Tobias Karow: Da der Deutsche Stiftungstag ja dieses Jahr gar nicht stattfindet, sind solche Formate sicherlich Gold wert. Aber klar, das muss ich als Veranstalter auch sagen (lacht). Was Stiftungen vom #VTFDS2020 (www.vtfds2020.de) erwarten können sind konkrete praktische Anregungen für die tägliche Praxis, und zwar entlang der drei Themenblöcke Anlageziel, Anlagerichtlinie und Anlagepolitik. Wir wollen Stiftungen unterstützen, sich in der Kapitalanlage besser zu präparieren und nehmen dementsprechend gerne auch die Frage- und Problemstellungen in das Programm mit, versuchen also sehr nah an den tatsächlichen Bedürfnissen von Stiftungen die Inhalte und Diskussionen zu entwickeln.

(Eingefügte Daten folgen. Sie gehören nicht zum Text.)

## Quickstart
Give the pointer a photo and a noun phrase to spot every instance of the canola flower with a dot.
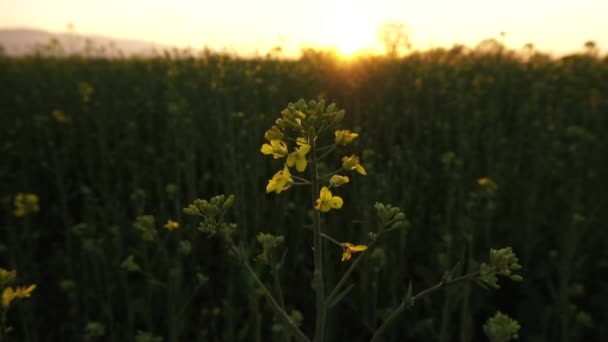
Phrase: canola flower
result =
(352, 163)
(280, 181)
(171, 225)
(484, 181)
(345, 137)
(9, 294)
(349, 249)
(298, 158)
(278, 149)
(327, 201)
(337, 180)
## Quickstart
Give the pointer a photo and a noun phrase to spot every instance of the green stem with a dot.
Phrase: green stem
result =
(406, 304)
(317, 242)
(347, 274)
(332, 240)
(279, 291)
(282, 315)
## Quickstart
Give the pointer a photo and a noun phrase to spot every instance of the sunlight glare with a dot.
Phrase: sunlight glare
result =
(351, 32)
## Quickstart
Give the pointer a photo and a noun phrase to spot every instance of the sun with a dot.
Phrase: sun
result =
(351, 32)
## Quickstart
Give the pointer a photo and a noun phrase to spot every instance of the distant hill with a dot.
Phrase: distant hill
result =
(26, 41)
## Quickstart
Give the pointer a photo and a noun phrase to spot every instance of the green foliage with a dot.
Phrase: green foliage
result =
(501, 328)
(502, 262)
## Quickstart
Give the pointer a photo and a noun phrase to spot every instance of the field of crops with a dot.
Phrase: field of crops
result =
(94, 152)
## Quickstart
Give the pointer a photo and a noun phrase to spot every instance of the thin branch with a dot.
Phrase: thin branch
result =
(409, 302)
(282, 315)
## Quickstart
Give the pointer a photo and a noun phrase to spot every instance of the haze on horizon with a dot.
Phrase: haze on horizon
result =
(556, 26)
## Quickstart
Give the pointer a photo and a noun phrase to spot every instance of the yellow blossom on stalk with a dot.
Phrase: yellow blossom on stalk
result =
(337, 180)
(484, 181)
(280, 181)
(326, 201)
(352, 163)
(298, 158)
(7, 297)
(9, 294)
(349, 249)
(274, 133)
(278, 149)
(24, 291)
(344, 137)
(6, 276)
(170, 225)
(26, 204)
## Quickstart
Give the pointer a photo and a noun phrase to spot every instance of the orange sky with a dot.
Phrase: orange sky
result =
(553, 26)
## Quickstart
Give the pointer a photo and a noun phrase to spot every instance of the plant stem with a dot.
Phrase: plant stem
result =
(406, 304)
(347, 274)
(282, 315)
(318, 250)
(279, 291)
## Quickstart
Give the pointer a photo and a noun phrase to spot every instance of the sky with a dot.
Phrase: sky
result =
(553, 26)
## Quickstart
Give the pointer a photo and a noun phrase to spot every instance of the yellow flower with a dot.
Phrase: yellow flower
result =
(484, 181)
(274, 133)
(170, 225)
(337, 180)
(7, 297)
(280, 181)
(278, 149)
(326, 201)
(24, 291)
(6, 276)
(352, 163)
(298, 158)
(344, 137)
(349, 249)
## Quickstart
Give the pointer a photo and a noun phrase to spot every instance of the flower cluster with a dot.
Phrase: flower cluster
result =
(9, 293)
(303, 125)
(303, 136)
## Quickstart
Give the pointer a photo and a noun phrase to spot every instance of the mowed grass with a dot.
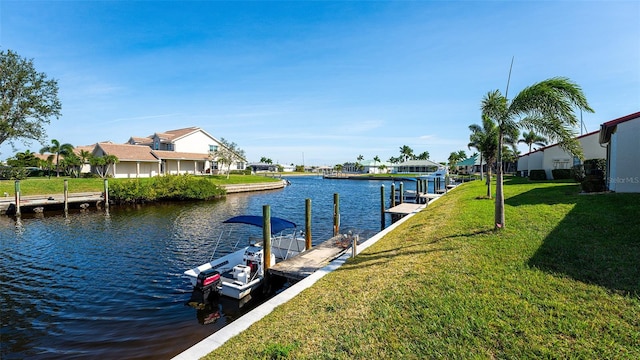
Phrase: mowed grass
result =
(562, 280)
(54, 185)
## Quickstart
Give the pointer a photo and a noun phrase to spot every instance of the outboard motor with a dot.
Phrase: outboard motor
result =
(207, 285)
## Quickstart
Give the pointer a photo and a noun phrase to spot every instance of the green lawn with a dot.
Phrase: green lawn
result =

Dr. Elmar Peine: Für mich ist es dieses Präparieren für die tägliche Praxis, das wir unterstützen wollen, vor allem aber wollen wir Knowhow teilen und Stiftungen relativ weit vorne abholen. Viele fragen sich, wie sie ihre Anlagerichtlinie auf die nächsten zehn Jahre anpassen, wie sie ihr Anlageziel finden und wie sie das dann in Lösungen übersetzen. Diesen roten Faden wollen wir Stiftungen mit dem #VTFDS2020 an die Hand geben.


Herr Karow, Herr Dr. Peine, herzlichen Dank für die Beantwortung unserer Fragen!


Dr. Elmar Peine ist Geschäftsführer und Herausgeber von RenditeWerk, einem unabhängigen Fachdienst, der seit 2009 über die rechtlichen Rahmenbedingungen und die praktische Umsetzung der Stiftungsvermögensanlage berichtet (www.renditewerk.net). Tobias Karow ist Gründer von www.stiftungsmarktplatz.eu und Herausgeber der FondsFibel für Stiftungen & NPOs (www.fondsfibel.de), dazu bloggt er zur Fondsanlage regelmäßig auf #stiftungenstärken.